Over the last few years, my sister-in-law has tried time and time again to woo her 16-year-old son into using natural deodorant. He’s a solid, active teen who plays rugby and football. In other words, the potential for stench is pretty high. He tried three different kinds but didn’t find them effective so he chose a popular antiperspirant.
Now, she says, “he looks at me like I’m a crazy person if I bring up the natural ones!”
Like some other parents, my sister-in-law worried about the potential health risks of ingredients found in antiperspirants.
A recent study out of the University of Geneva found aluminium salts in antiperspirants and deodorants can trigger the growth of breast cancer-causing tumours.
The Canadian Cancer Society disputes the claim, pointing to other research.
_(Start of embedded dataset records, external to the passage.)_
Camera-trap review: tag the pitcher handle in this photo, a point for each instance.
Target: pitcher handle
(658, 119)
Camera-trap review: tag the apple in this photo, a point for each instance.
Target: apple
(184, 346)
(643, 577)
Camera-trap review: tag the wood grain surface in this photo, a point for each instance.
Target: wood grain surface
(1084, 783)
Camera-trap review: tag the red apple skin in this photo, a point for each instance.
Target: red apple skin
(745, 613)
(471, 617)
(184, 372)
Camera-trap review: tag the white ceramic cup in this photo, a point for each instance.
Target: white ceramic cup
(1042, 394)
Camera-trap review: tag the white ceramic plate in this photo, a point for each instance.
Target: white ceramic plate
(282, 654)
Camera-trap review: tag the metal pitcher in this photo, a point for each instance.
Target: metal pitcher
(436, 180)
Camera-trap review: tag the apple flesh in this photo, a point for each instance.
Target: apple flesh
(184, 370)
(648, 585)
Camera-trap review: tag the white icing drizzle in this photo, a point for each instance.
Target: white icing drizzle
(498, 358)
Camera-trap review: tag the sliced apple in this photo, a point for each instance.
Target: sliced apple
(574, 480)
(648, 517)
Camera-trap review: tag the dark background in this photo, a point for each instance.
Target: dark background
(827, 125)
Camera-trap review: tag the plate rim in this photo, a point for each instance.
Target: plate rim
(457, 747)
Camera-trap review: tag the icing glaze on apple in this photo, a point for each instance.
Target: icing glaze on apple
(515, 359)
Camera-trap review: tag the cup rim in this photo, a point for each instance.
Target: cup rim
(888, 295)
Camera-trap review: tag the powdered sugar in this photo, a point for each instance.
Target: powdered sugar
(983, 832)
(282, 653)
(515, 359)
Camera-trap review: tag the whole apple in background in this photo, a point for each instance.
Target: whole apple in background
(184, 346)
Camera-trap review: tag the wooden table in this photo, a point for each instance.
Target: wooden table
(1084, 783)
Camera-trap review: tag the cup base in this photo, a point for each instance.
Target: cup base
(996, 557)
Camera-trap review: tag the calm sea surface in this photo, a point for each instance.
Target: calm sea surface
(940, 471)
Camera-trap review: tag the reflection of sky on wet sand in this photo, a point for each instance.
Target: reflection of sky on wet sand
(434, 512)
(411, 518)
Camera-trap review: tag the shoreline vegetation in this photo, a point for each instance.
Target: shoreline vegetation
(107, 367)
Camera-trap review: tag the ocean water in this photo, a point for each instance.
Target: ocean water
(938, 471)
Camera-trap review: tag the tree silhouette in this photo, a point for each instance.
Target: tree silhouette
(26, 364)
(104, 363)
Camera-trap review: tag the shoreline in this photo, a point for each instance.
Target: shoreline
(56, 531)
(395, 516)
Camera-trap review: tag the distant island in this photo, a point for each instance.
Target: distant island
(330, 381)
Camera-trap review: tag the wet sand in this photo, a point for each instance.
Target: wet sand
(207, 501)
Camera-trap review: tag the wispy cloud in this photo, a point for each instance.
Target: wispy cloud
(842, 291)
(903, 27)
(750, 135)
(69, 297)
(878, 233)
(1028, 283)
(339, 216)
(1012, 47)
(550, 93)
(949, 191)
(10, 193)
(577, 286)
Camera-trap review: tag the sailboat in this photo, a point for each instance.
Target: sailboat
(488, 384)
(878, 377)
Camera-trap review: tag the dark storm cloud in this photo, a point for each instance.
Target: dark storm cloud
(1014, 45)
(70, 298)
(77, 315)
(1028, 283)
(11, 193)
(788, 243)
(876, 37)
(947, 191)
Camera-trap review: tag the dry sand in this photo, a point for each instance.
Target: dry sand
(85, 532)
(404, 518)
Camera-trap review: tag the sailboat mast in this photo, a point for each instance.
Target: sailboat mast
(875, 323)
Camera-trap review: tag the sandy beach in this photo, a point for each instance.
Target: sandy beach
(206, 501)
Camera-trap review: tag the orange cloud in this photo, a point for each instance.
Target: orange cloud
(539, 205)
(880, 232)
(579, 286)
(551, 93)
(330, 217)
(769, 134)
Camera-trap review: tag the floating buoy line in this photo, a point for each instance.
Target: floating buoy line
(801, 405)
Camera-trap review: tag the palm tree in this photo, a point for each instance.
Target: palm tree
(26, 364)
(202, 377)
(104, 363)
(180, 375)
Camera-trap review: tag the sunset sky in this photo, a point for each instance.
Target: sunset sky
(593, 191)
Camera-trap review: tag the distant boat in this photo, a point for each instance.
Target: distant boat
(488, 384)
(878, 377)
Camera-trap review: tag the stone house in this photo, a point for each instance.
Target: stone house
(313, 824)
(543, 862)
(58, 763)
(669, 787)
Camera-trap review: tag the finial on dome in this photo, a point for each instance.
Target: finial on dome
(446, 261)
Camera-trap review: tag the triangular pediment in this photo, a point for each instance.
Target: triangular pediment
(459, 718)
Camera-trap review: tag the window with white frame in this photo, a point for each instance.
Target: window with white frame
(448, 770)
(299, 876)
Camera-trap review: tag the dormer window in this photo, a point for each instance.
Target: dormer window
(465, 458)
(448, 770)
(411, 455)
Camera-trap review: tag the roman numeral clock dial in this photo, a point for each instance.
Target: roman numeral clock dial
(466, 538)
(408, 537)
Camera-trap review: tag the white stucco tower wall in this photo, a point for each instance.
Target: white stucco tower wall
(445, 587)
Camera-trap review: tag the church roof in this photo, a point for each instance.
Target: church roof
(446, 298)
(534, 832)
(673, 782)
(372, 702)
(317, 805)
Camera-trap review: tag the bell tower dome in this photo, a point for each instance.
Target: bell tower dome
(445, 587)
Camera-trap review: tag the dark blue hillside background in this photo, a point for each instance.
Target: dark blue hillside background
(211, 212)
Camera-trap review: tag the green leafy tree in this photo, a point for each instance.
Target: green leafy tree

It says “a study published in the Journal of National Cancer Institute in October 2002 found that breast cancer risk did not increase with the use of antiperspirant or deodorant, the use of a product right after removing underarm hair with a razor or the use of products within one hour after shaving.”
Dr. Beth Cummings is a pediatric endocrinologist at the IWK Health Centre in Halifax. She says choosing a natural product over a popular antiperspirant is a personal decision, but for young children (who can reach puberty as early as eight or nine years old), she recommends “good hygiene” as the first line of defence.
“Little boys particularly often forget about soap and they have to be encouraged and supervised a bit and their hygiene,” Cummings said.
“After that, we have choices between deodorant and antiperspirant.”
Deodorant masks or covers up the smell of sweat and oil secretion. Antiperspirant temporarily stops the sweat.
“I think that the bottom line is that (antiperspirant) is probably quite safe,” Cummings said. “The kids need something so that they are not teased and probably the teacher in the classroom would appreciate it!”